= XML-binary Optimized Packaging =

XML-binary Optimized Packaging (XOP) is a mechanism defined for the serialization of XML Information Sets (infosets) that contain binary data, as well as deserialization back into the XML Information Set.

==Benefits==

XOP allows the binary data part of an XML Infoset to be serialized without going through the XML serializer. The XML serialization of an XML Infoset is text based, so any binary data will need to be encoded using base64. Using XOP avoids this by extracting the binary data out of the XML Infoset so that the XML Infoset does not contain binary data and the binary data can be serialized differently.

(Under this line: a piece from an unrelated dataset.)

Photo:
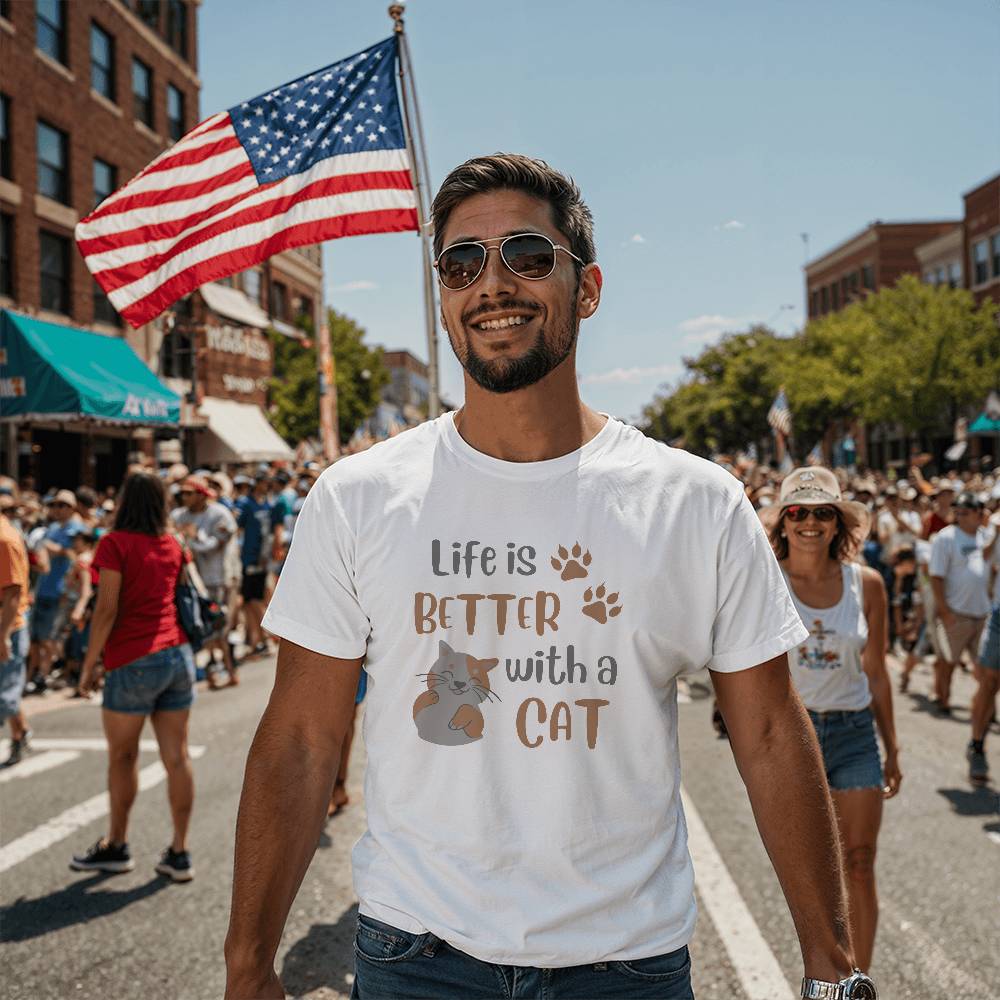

Therefore, XOP can reduce the size of the serialization (since base64 encoding has approximately a 33% size overhead) and (depending on how it is implemented) might allow processing efficiencies. This size increase results in extra resources needed to transmit or store the data.

==Costs==

XOP introduces another level of processing. Therefore, it introduces extra complexity and processing overheads.

The representation of the XOP packages introduces some overhead. These are negligible when the binary data is large, but could be significant if the binary data is small.

==Operation==

XOP operates on a single XML Infoset.

The binary parts of the original XML infoset are extracted out, leaving an "XOP Infoset" (which is essentially the original XML Infoset with the binary parts replaced by external references). The references in the XOP Infoset are represented using the "xop:Include" element. The XOP Infoset plus the extracted content can be serialized into a representation called the "XOP Package". The XOP Package can be sent or stored.

To reconstitute the XML Infoset, the XOP Package is deserialized into the XOP Infoset plus the extracted content, and then the extracted content is put back into the XML Infoset.

==XOP Packages==

XOP can be used with a number of different packaging mechanisms. A packaging mechanism defines how the XOP Infoset and the binary chunks are represented.

The XOP specification defines how MIME can be used as a packaging mechanism. When used with MIME, the XOP Infoset is represented as XML in the root MIME part, and the binary chunks are represented in the other MIME parts. Those other MIME parts can be serialized as binary data, avoiding the need to base64 encode them if they were left inside the XML Infoset.

XOP does not mandate the use of the MIME packaging mechanism, so other packaging mechanisms could be used.

==Usage in SOAP Web services==

The MIME packaging mechanism is the most widely used, since XOP is usually used to represent SOAP messages with MTOM.